While the standard library defines what a future is, it does not provide anything that actually executes asynchronous code.

In particular, the standard library does not include:

  • an Executor
  • an Event Loop
  • Timers
  • Asynchronous File I/O
  • Asynchronous Networking
  • Task Scheduling
  • Spawning APIs

For example, this program compiles:

async fn hello() {
  println!("Hello!");
}

fn main() {
  let future = hello();
  println!("Future created!");
}

Its output is: Future created!.

Hello! is never printed. The future is merely constructed; it is never polled. To actually execute it, an executor, like the one provided by the tokio crate, is required.

#[tokio::main]
async fn main() {
  // The executor polls the future until it completes.
  hello().await;
}

This separation is intentional. The Rust standard library provides the language primitives for asynchronous programming, while asynchronous runtimes such as Tokio, async-std, and smol provide the machinery that drives futures, schedules tasks, and interfaces with the operating system.

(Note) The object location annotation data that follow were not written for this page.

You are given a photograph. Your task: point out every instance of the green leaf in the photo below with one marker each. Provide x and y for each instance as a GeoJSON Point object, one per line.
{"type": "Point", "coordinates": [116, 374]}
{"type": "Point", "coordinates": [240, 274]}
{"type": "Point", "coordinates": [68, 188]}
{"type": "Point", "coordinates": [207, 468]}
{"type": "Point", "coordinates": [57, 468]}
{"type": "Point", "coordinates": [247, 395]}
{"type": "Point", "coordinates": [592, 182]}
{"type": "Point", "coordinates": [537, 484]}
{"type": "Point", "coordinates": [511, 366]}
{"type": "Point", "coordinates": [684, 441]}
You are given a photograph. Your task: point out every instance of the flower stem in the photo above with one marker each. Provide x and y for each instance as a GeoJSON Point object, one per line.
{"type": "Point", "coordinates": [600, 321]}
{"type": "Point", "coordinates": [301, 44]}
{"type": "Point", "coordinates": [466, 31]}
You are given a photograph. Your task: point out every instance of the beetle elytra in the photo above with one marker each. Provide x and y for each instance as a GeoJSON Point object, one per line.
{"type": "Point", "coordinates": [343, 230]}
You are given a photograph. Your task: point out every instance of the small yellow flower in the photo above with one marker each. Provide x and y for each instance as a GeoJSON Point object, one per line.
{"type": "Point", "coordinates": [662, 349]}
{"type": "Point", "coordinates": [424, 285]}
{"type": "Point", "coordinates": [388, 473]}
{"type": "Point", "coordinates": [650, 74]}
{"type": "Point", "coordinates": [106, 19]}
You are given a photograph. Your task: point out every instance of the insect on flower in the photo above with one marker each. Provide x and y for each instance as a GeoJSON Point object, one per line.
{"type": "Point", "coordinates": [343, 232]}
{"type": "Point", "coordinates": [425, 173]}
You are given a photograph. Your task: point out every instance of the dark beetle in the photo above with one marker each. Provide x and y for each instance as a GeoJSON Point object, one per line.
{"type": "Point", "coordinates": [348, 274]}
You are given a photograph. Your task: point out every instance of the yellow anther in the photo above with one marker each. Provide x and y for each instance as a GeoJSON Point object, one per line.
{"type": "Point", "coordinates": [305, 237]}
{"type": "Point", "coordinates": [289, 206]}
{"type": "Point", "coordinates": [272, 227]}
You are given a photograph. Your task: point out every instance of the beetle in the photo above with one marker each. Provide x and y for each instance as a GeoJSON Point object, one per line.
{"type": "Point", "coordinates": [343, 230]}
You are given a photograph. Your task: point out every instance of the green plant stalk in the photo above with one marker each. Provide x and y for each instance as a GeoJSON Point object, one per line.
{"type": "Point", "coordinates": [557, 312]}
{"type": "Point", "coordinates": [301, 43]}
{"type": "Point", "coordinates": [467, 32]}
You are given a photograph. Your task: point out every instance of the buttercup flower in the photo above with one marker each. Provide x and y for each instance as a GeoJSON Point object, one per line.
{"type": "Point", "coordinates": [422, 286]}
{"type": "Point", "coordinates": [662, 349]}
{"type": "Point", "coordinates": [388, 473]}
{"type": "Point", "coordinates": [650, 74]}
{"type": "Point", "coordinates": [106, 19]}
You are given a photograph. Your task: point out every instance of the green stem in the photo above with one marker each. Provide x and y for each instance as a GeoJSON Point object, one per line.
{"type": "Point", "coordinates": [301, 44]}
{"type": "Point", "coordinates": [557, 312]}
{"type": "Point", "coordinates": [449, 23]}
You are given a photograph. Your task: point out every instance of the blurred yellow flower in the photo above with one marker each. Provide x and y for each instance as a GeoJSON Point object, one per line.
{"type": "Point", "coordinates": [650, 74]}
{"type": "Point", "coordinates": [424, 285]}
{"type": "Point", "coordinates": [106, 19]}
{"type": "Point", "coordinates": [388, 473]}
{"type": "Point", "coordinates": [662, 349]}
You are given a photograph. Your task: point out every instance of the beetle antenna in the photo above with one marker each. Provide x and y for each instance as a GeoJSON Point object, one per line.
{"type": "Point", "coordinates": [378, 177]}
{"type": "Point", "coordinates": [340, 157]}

This design gives the programmer freedom and allows multiple runtimes to coexist without requiring the language itself to choose a single asynchronous implementation.

Runtime

A runtime is the infrastructure responsible for driving asynchronous programs. It provides the machinery required to execute futures, schedule and execute tasks, interact with the operating system’s event queue, and wake suspended tasks when they are able to make progress.

The Rust standard library intentionally does not include a runtime. Instead, runtimes are provided by external libraries such as Tokio, async-std, and smol. This allows different runtimes to optimize for different workloads while sharing the same language-level async primitives.

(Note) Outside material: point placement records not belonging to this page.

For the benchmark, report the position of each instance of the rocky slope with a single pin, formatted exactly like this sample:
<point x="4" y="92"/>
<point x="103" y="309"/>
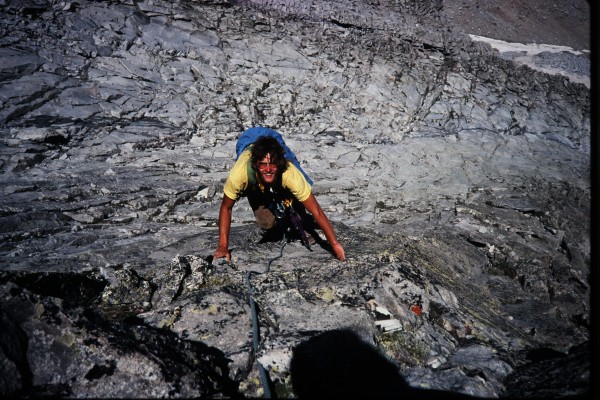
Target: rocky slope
<point x="458" y="182"/>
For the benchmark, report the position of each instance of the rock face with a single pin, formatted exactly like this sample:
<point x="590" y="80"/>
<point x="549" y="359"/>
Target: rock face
<point x="457" y="181"/>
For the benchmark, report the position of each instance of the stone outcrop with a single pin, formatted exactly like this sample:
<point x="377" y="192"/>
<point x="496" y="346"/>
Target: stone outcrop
<point x="457" y="180"/>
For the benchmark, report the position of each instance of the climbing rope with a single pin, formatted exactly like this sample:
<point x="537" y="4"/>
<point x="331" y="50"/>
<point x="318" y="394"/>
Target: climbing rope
<point x="262" y="374"/>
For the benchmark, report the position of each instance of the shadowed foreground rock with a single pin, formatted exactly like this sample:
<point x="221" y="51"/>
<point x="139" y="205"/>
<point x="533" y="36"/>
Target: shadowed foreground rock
<point x="457" y="180"/>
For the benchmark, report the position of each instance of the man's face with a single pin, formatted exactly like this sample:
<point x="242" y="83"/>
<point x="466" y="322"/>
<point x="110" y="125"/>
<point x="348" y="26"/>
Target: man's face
<point x="267" y="170"/>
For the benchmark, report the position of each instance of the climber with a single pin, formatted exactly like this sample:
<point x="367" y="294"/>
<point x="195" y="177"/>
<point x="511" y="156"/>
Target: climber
<point x="269" y="175"/>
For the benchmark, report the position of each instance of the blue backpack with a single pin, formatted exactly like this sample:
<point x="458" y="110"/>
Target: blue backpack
<point x="249" y="136"/>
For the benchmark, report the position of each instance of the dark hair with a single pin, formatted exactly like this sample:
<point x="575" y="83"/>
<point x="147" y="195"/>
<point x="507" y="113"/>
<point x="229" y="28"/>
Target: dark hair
<point x="267" y="145"/>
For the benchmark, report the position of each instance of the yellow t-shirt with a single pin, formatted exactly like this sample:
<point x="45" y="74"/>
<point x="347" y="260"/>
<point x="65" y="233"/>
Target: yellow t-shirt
<point x="237" y="181"/>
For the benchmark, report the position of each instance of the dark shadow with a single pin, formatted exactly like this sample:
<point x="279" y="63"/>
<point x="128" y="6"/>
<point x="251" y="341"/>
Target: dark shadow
<point x="340" y="365"/>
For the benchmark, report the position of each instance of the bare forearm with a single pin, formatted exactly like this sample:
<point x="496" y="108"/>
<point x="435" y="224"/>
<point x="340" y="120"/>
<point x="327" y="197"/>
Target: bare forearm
<point x="224" y="226"/>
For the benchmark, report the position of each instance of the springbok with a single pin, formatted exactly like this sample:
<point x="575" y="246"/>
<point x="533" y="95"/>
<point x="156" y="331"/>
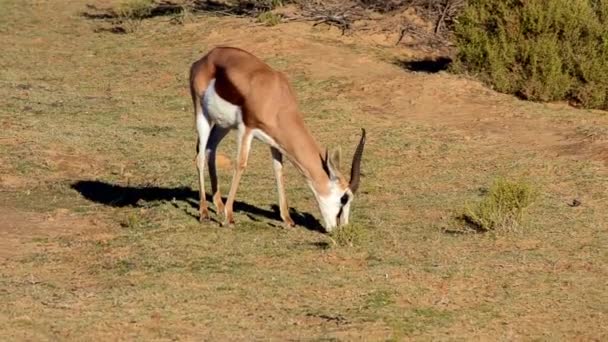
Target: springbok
<point x="233" y="89"/>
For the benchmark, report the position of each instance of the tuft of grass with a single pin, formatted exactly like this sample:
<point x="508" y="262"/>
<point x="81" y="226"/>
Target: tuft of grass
<point x="540" y="50"/>
<point x="269" y="19"/>
<point x="184" y="15"/>
<point x="503" y="208"/>
<point x="131" y="12"/>
<point x="135" y="9"/>
<point x="351" y="235"/>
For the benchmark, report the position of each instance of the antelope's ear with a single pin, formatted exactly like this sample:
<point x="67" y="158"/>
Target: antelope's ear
<point x="335" y="158"/>
<point x="325" y="164"/>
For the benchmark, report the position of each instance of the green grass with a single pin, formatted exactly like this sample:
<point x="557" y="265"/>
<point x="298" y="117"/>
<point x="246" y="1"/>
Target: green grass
<point x="80" y="263"/>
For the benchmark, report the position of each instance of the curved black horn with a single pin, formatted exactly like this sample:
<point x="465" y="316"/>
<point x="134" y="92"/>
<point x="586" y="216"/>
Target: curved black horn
<point x="355" y="171"/>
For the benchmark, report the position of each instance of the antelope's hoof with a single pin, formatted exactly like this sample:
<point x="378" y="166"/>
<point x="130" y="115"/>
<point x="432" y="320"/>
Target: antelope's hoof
<point x="288" y="223"/>
<point x="228" y="223"/>
<point x="204" y="217"/>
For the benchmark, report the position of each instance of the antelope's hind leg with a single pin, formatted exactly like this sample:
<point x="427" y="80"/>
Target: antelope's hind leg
<point x="217" y="134"/>
<point x="244" y="138"/>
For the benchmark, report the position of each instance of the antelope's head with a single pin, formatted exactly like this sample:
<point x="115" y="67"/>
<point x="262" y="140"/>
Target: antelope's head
<point x="335" y="203"/>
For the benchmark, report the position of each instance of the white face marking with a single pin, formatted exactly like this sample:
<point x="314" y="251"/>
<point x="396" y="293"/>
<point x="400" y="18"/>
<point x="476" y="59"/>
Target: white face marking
<point x="330" y="206"/>
<point x="219" y="110"/>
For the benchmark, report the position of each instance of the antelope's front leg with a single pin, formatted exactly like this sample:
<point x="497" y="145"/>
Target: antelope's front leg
<point x="203" y="129"/>
<point x="277" y="167"/>
<point x="244" y="137"/>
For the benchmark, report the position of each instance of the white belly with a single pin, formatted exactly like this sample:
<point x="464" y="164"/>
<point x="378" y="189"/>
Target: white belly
<point x="219" y="110"/>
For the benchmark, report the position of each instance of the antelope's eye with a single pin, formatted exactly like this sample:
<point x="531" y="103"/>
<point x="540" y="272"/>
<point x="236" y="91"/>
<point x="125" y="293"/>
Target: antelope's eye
<point x="344" y="199"/>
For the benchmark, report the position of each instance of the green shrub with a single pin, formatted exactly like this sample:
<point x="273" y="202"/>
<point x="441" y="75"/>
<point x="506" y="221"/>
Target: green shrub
<point x="541" y="50"/>
<point x="503" y="208"/>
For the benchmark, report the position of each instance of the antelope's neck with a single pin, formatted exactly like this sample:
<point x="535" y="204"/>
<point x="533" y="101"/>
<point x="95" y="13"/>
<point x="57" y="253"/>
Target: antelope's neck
<point x="304" y="151"/>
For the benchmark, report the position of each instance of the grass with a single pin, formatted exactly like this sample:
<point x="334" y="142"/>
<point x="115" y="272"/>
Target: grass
<point x="349" y="236"/>
<point x="269" y="18"/>
<point x="502" y="209"/>
<point x="100" y="237"/>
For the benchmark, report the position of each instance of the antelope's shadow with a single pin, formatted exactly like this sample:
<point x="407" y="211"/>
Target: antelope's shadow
<point x="136" y="196"/>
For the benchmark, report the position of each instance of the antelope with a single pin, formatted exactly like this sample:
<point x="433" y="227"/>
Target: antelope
<point x="234" y="90"/>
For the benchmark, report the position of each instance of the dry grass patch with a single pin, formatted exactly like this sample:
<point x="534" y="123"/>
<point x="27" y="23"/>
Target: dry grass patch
<point x="502" y="209"/>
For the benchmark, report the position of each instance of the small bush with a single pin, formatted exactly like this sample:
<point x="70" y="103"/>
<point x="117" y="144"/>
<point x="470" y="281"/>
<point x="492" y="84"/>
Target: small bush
<point x="269" y="18"/>
<point x="503" y="208"/>
<point x="542" y="50"/>
<point x="135" y="9"/>
<point x="350" y="235"/>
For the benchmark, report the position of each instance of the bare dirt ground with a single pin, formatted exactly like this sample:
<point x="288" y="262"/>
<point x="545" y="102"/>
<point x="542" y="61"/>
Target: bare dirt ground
<point x="98" y="234"/>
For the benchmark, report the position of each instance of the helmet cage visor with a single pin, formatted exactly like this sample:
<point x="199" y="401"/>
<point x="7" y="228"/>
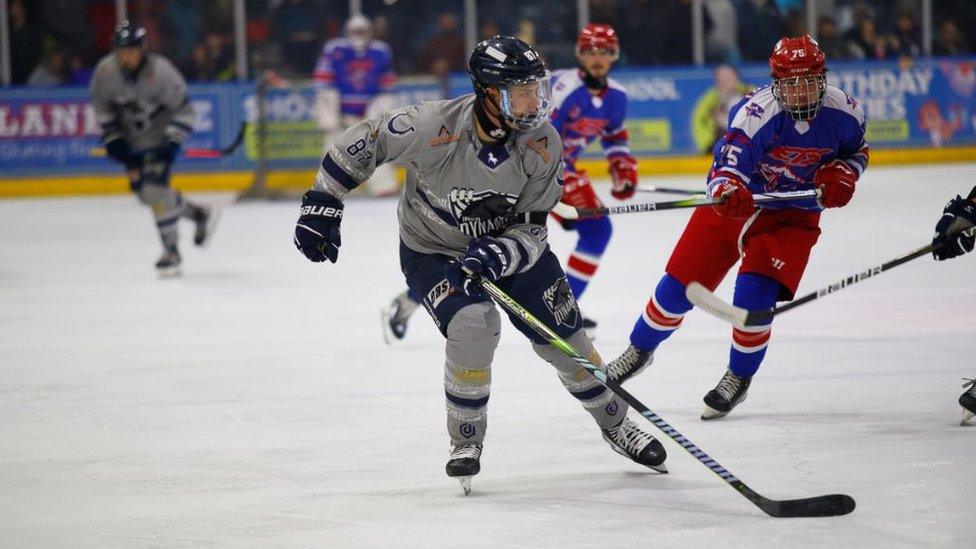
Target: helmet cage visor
<point x="801" y="96"/>
<point x="526" y="104"/>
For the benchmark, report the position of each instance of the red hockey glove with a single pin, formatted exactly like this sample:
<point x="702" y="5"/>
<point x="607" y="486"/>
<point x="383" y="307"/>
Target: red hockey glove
<point x="738" y="199"/>
<point x="836" y="181"/>
<point x="623" y="171"/>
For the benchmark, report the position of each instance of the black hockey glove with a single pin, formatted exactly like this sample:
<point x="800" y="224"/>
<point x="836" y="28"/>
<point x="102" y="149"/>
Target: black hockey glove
<point x="164" y="153"/>
<point x="959" y="214"/>
<point x="317" y="232"/>
<point x="485" y="257"/>
<point x="118" y="150"/>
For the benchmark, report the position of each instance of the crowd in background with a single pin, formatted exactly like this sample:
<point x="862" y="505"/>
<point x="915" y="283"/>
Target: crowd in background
<point x="50" y="48"/>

Although implementations differ, most asynchronous runtimes contain two major components; an Executor, which schedules and polls futures, and a Reactor, which interfaces with the operating system’s event notification mechanisms. Together, these components allow asynchronous tasks to execute efficiently while using only a small number of operating system threads

Executor

The executor is the part of the runtime responsible for executing asynchronous tasks.

Recall that creating a future does not execute it. A future only makes progress when its poll() method is called. The executor repeatedly polls runnable tasks until their futures eventually return Poll::Ready.

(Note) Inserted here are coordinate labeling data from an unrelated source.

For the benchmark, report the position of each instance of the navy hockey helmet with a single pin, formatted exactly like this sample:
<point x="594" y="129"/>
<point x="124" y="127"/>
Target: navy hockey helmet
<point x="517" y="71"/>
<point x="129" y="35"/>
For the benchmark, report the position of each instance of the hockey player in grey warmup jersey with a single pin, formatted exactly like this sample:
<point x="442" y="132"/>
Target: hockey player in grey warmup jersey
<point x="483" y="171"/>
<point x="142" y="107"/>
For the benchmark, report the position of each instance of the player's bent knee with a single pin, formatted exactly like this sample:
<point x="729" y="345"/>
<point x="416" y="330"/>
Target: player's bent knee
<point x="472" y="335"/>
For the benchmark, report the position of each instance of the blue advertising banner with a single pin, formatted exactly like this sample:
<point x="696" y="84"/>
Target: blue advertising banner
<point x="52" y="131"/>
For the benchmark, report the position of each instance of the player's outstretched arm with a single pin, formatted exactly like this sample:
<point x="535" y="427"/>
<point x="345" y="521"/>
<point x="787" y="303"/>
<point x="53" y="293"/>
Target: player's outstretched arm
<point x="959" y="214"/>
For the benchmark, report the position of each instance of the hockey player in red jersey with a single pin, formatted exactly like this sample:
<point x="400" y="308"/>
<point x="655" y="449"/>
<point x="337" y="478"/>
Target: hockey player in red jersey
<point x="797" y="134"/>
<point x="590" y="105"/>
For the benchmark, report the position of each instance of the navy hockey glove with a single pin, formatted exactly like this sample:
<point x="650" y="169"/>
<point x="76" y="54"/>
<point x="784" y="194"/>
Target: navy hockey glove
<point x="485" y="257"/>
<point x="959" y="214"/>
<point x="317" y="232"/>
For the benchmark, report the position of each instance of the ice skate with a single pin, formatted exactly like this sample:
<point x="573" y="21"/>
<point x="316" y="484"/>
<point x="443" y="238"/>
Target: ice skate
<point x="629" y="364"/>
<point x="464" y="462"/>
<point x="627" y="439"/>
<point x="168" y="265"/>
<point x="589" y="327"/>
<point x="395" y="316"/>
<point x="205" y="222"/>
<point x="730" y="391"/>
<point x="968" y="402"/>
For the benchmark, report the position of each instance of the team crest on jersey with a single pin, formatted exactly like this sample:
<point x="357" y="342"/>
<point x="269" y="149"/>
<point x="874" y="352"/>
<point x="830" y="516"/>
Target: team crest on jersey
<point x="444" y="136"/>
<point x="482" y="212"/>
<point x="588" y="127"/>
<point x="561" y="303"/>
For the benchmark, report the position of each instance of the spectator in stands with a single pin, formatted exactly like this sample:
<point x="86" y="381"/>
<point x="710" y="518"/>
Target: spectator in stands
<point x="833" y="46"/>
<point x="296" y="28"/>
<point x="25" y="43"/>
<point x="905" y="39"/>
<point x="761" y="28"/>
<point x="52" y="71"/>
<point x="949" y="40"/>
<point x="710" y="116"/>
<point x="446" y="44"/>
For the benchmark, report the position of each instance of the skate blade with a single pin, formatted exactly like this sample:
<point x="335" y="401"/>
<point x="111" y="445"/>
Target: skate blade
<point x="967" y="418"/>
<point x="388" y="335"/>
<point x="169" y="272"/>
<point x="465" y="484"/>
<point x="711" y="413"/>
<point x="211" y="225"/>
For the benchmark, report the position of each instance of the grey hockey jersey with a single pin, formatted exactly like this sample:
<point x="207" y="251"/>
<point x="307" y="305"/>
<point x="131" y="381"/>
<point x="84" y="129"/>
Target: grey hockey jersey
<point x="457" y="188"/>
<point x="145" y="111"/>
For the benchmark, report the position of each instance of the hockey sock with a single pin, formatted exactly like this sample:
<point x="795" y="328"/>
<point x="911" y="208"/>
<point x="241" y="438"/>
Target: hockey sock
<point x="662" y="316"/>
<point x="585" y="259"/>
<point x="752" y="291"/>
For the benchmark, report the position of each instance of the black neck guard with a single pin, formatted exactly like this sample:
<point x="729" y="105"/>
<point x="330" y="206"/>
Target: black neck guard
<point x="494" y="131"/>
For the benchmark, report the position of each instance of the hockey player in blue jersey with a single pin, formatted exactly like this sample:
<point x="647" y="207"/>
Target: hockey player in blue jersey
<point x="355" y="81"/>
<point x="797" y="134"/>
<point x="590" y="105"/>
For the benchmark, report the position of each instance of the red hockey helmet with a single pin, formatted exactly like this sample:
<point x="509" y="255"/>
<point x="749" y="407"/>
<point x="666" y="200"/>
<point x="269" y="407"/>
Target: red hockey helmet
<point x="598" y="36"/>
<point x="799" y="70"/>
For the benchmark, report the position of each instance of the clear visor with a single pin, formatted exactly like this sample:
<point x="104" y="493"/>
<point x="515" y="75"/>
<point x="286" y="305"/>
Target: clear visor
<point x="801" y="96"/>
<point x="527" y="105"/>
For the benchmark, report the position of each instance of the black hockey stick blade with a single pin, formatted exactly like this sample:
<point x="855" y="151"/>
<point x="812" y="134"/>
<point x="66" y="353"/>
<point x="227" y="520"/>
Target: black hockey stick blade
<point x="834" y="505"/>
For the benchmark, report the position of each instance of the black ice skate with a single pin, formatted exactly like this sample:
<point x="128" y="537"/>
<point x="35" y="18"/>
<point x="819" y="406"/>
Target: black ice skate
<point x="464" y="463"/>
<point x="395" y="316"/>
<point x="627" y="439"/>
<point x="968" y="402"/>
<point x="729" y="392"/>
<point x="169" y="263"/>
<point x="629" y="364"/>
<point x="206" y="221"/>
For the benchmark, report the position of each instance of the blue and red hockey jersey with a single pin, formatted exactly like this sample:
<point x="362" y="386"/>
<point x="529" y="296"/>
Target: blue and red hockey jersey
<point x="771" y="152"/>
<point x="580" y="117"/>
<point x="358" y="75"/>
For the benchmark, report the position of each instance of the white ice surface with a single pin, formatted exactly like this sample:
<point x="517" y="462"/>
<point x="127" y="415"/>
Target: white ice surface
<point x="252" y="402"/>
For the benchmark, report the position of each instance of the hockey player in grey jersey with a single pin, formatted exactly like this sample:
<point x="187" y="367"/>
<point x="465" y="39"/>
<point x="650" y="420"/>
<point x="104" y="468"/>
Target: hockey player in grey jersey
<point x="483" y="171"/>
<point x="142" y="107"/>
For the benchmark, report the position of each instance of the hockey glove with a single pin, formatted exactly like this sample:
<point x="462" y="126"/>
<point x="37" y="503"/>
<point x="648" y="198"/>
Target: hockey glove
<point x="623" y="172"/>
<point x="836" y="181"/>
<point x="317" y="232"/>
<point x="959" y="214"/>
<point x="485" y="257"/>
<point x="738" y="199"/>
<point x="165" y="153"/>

If polling a future returns Poll::Pending, the executor stops polling it and moves on to other runnable tasks. The suspended task will remain idle until something notifies the executor that it may be able to make progress again.

Notice what the executor doesn’t do. It does not wait for network packets, timers, or file I/O to complete. Its only job is to execute Rust code by polling futures.

Reactor

While the executor runs Rust code, the reactor waits for external events.

Suppose a future tries to read from a socket:

#![allow(unused)]
fn main() {
async fn download() -> String {
    socket.read().await
}
}

If no data is currently available, the future cannot continue executing. Instead of blocking the thread, it asks the reactor to monitor the socket.

The reactor registers interest in the event with the operating system using facilities such as epoll, kqueue, or IOCP. It then waits for the operating system to report that the socket has become readable.

The reactor never executes Rust code itself. Its job is simply to detect when external events occur.

Wakers

Once the reactor learns that an event has occurred, it must somehow notify the executor that the corresponding task should be polled again.

This is the purpose of a Waker.

Whenever a future returns Poll::Pending, it receives a Waker through its Context.

#![allow(unused)]
fn main() {
fn poll(
    self: Pin<&mut Self>,
    cx: &mut Context<'_>,
) -> Poll<Self::Output>
}

Before returning Poll::Pending, the future stores or registers this Waker with whatever asynchronous resource it is waiting on.

Later, when that resource becomes ready; for example, when the reactor learns that a socket has become readable, it calls waker.wake().

Calling wake() does not execute the future immediately. It simply tells the executor that the associated task should be placed back into its runnable queue. The executor will eventually poll it again, allowing execution to resume where it previously suspended.